Various approaches to making a chair seat and/or back form fitting for various users are known in the industries of seating manufacture. These approaches range from the rather traditional use of contouring synthetic foam, to seat/back shells that have a degree of flex. There have also been approaches that use a frame that has a membrane or sling stretched or supported across or within a frame. Problems can arise from each of these approaches.

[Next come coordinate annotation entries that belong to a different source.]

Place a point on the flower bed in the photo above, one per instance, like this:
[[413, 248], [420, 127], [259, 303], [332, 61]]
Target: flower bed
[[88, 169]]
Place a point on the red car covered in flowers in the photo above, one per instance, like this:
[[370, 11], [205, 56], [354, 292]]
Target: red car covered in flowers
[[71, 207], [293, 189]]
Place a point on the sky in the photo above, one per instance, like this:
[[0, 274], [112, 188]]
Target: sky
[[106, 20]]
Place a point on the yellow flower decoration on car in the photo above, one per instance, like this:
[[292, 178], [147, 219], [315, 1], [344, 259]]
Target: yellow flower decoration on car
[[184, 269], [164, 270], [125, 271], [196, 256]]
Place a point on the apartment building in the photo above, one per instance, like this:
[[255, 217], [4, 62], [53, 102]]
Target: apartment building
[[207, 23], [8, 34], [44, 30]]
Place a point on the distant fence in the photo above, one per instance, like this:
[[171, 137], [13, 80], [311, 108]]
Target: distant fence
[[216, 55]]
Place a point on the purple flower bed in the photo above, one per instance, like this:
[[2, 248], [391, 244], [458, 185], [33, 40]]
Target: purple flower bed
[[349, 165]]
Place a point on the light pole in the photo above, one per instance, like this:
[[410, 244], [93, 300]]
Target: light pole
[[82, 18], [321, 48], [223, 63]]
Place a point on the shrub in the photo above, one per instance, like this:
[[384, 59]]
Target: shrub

For example, under normal manufacturing conditions, it can be difficult to vary the amount of firmness and corresponding support in different areas of a foam padded cushion. Additionally, foam can lead to excessive heat-build-up between the seating surface and the occupant. One of the problems with foam is the forming and molding process. Current manufacturing technology makes it a relatively inefficient process compared with the manufacture of the other components that make up a chair or seating surface. Often, the forming/molding of a contoured seating surface can be slow, thereby requiring the manufacturer to make several molds (typically hand filled) in order to maintain an efficient level of production.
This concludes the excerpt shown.